One Path Forward: the Accra Reset
The Accra Reset sets out to be a roadmap for this new era. It aims for 55% of health spending to be domestic by 2030, funded in part through “sin taxes” on sugar-sweetened beverages and tobacco. Other means of national funding include surcharges on profitable data transactions and health solidarity funds. Its organisers say that these taxes will raise £750 million in 2026 in six countries alone. I think that’s a high estimate, but there is real money there.

The Accra framework is, though, delusional in thinking that out-of-pocket health can be reduced over the next five years. The AfDB projection is that the private health market in Africa will explode. This is not necessarily bad news for health equity: much of the growth will come in highly efficient fixed-cost private primary care models targeted to working people (although, admittedly, rarely to the bottom of the pyramid or the working poor). These models can be valuable ways to give fast access to innovation and convenient, timely provision of sexual and reproductive health services.
Recommendations for the New Advocate
Given this backdrop, I suggested that these elite advocates do the following.

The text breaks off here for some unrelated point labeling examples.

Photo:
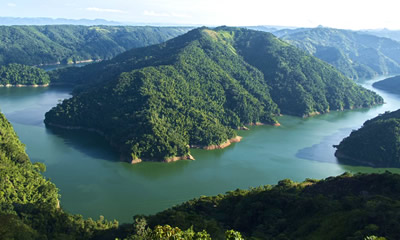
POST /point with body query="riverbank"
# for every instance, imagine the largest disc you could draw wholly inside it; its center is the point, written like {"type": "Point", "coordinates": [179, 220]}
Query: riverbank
{"type": "Point", "coordinates": [23, 85]}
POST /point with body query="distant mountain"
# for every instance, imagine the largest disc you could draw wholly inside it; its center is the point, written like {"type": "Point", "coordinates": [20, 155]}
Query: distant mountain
{"type": "Point", "coordinates": [362, 206]}
{"type": "Point", "coordinates": [268, 28]}
{"type": "Point", "coordinates": [154, 103]}
{"type": "Point", "coordinates": [376, 143]}
{"type": "Point", "coordinates": [389, 84]}
{"type": "Point", "coordinates": [16, 75]}
{"type": "Point", "coordinates": [8, 21]}
{"type": "Point", "coordinates": [393, 34]}
{"type": "Point", "coordinates": [36, 45]}
{"type": "Point", "coordinates": [355, 54]}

1. Make Health Explicitly Political
We often hear that health should be non-political. This is a mistake. Non-political subjects are boring and ignored. We need health to be the subject of election campaigns, impassioned debates and social media memes. When health becomes a political must-have, politicians make promises they can be held to. We want people shouting about health in the streets of Accra, Nairobi, and Lagos.
2. Frame Health as a Capital Asset, Not a Cost Centre
We must stop arguing for funding based solely on morality. We need to speak the language of Finance Ministers. According to the World Bank and the AfDB, health is a growth engine.

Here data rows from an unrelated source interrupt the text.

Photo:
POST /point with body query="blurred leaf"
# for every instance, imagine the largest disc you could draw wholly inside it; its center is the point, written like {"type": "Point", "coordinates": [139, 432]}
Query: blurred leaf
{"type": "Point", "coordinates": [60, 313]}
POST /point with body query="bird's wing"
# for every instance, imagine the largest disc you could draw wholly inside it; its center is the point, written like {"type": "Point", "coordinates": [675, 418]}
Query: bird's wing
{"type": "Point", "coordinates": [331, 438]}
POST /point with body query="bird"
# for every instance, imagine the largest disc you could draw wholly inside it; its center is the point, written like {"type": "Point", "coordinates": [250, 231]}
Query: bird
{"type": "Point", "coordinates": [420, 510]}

- ROI Data: For every $1 spent on malaria treatment, the economy gets $35 back. For paediatric immunisation, it’s $20. For SRHR, the returns are less often quantified rigorously but similarly massive because they enable women to enter the workforce and stay productive.
- Preventative Care as Infrastructure: Just as investing in robotics improves productivity, investing in the health of a citizen from birth to age 65 creates a stock of human capital that belongs on a national balance sheet, as the World Bank has now recognised.
3. Build Alliances with FBOs
Faith-Based Organisations (FBOs) provide roughly 30% of healthcare in Africa. The America First plan prioritises them, in part because it plays well to US domestic audiences and, in part, because they are efficient and embedded in communities. While we may disagree with some FBOs on abortion or family planning for unmarried youth, they have incredible national reach. As one student noted, a Pentecostal church in Nigeria aiming for a branch every 15 minutes of walking distance is a more powerful delivery network than any government programme. We must engage them to improve quality and advocate for rights within their frameworks.
4. Harness the Power of Media and Social Media
We can’t forget about media, especially in Africa where so many people are still dependent entirely on TV and local radio and where online and offline newspapers are declining less slowly.

Increasingly, though, we must go where the people are — which is social media. During the lecture, students raised concerns about medical influencers spreading misinformation or misogyny. My response: then we must flood the zone. We need to train responsible influencers. When Joe Fazer, a bodybuilding influencer with about 30 million followers produces content about health equity, he can mobilise a generation we will never reach through traditional policy papers.

Overall, we are in a time of great opportunity and serious danger. The transition from aid to co-investment is the only way to escape the whims of Washington or Berlin. We must be like the “trained revolutionaries” Lenin spoke of — professionals who know how to stir up movements and demand that our governments prioritise health not because a donor asked them to, but because their own citizens demand it.